En este contexto de fraternidad no podía faltar lo que (apropiándome del título de una obra musical) podríamos llamar hoy “el lamento indio”: el dolor porque el país (y la religiosidad) más plural y tolerante se esté convirtiendo hoy en espada de la antifraternidad y la intolerancia. Olvidando la frase de Krishna en la Bhagavad Gita, “también los que siguen a otros dioses y los veneran con fe profunda, en realidad me honran solo a Mí” (xi), y refiriéndome a la India actual, me siento obligado a evocar a mi hermano jesuita Stan Swamy, encarcelado como terrorista a sus 80 años y con enfermedad de Párkinson, por su opción por la fraternidad universal desde los parias, y que acaba de morir, mártir de la fraternidad. Pero sin olvidar por eso que también el “Caín” de la India de hoy es hermano nuestro, y que vale aquí la reconversión del texto bíblico que el obispo Casaldáliga hacía en un poema: “Abel, ¿qué has hecho de tu hermano?” Ojalá que todos los que luchamos por la fraternidad, no olvidemos esa pregunta divina.

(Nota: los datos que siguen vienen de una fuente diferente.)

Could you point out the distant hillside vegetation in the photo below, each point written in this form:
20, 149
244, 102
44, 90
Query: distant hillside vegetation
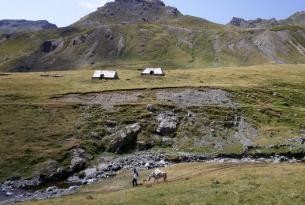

Y la India parece evocar (y llevar a otro artículo) el otro país también antaño símbolo de pluralismo y tolerancia y hoy víctima de luchas fratricidas: ese Líbano cuna de Abrahán, como señala el autor; ese Líbano cuyos cedros reflejan en tantas páginas de la Biblia el don de Dios: por su altura y majestad, porque sus hojas crecen muy juntas y su madera era la mejor para navegar; ese Líbano tan hospitalario y acogedor que comenzó a estropearse por la política del sionismo a lo Netanyahu que visibiliza hoy una de las mayores encarnaciones de la “antifraternidad”.

Si, para terminar, se me pidiera una aportación personal o una palabra crítica, me atrevería a sugerir la falta de un epílogo sobre el gran símbolo cristiano de la fraternidad: la eucaristía que quizás hemos convertido en nuestro “Korbán” (Mc 7,11) personal y actual, cayendo nosotros también en la crítica de Jesús: dejar de dar a Dios el culto que Él quiere, para atenernos a “venerables tradiciones” humanas. Sugeriré este epílogo con otros versos provocadores del obispo Casaldáliga:



La eucaristía
que no es mesa
Acaba siendo
pura blasfemia.

Y cerraremos esa sugerencia comparando esos versos de Casaldáliga con los otros de Atahualpa Yupanqui:



Hay cosas en este mundo
más importantes que Dios:
que un hombre no escupa sangre
pa que otros vivan mejor.

Ya en 1972, en uno de mis primeros escritos, llegué a la conclusión de que esos versos del poeta argentino pueden significar para un ateo honesto lo que él se dice a sí mismo. Pero para un cristiano deberían significar lo que el Dios de Jesús le dice al revelarse. Y quien tema que eso es un camino para perder a Dios, piense que quizá es más bien el mejor camino para encontrarlo; y pregúntese si ese Dios que teme perder es, como avisaba san Pablo, locura para los hombres “sabios” y escándalo para los “religiosos”.

Desde ahí se comprende que el “memorial” de Jesús, que garantiza su presencia real entre nosotros, es ese doble gesto que transforma las relaciones humanas: compartir la necesidad (pan) y comunicar la alegría (vino), y que permite cerrar este prólogo con la misma palabra con que lo abrimos y que puede ser el mejor resumen de la encíclica de Francisco: fraternura.

Ahí está todo. Por eso creo mejor retirarme ya, diciendo simplemente al lector: este es el menú del convite de Dios. Comienza por donde quieras, pero procura no perderte ningún plato: porque “el vino mejor” quizá lo encuentres cuando menos lo esperas.